22 years old Female Japanese flight attendent presented with a 1 week history of sore throat. He state to be in bed for the last 4 days as he felt tired and lethergy.
Patient was unable to swallow solid for the last 3 days but able to drink.
He seen his GP 1 days prior to this consultation. Patient was prescribed oral amoxycillin and noticed that generalised maculopapular rashes over her body the next day.
Her initial observation are as followed:-
T37.8C PR90 BP114/78 SatO2 99%A GCS 14/15 E3 V5 M6
Cardiorespiratory and abdominal examination – NAD
Cranial nerve and peripheral nervous system – NAD
ENT examiantion revealed erythemous tonsil with white exsudate and cervical lymphadenopathy.
No meningism noted
WCC 12.4 – lymphocytosis & VBG – NAD
ECG – sinus tachycardia
EBV serology was sent
Initial impression was gladunlar fever and have amoxycillin related rashes.
Patient was observed in the observation unit following a treatment regimen of IV dexamethazone, IV fluid and antipyrexial.
A crash call went out in your observation unit 4 hours post admission, you discovered that this patient is having a self -terminated tonic clonic seizure and followed by persistent confusion. Patient remain to be tachycardia and pyrexic with a temperature of 39.2C. No meningitis noted.

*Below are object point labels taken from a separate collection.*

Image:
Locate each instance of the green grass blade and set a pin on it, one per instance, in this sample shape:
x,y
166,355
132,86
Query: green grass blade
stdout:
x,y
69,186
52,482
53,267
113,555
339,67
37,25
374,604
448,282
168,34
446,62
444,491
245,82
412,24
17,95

A) What would be your initial impression of the cause of the seizure and its possible differential?
B) What would be your initial treatment plan?
GCS progressively drop from 14 [E4 V4 M6] to 8 [E2 V2 M4] and simultanously noted progressive bradycardia with prolonged pauses. R.S.I was preformed. CT head and lumbar punture was then carried over
CT head – NAD
L.P – WCC 70 80% Lymphocytes Glu 5 [Serum Glu 6] Protein 3
Repeat blood – WBC 20.4 U&E/LFT/Coagulation/ Ca/Mg/PO4/CXR – all Normal
EBV serology +ve
Patient subsequnetly admitted to ITU and show signs of raised ICP on day 2 of admission.
Repeat CTbrain noted diffuse cerebral oedema and anounced brain death on the evening of day 2.
C) What is the likely diagnosis of this case?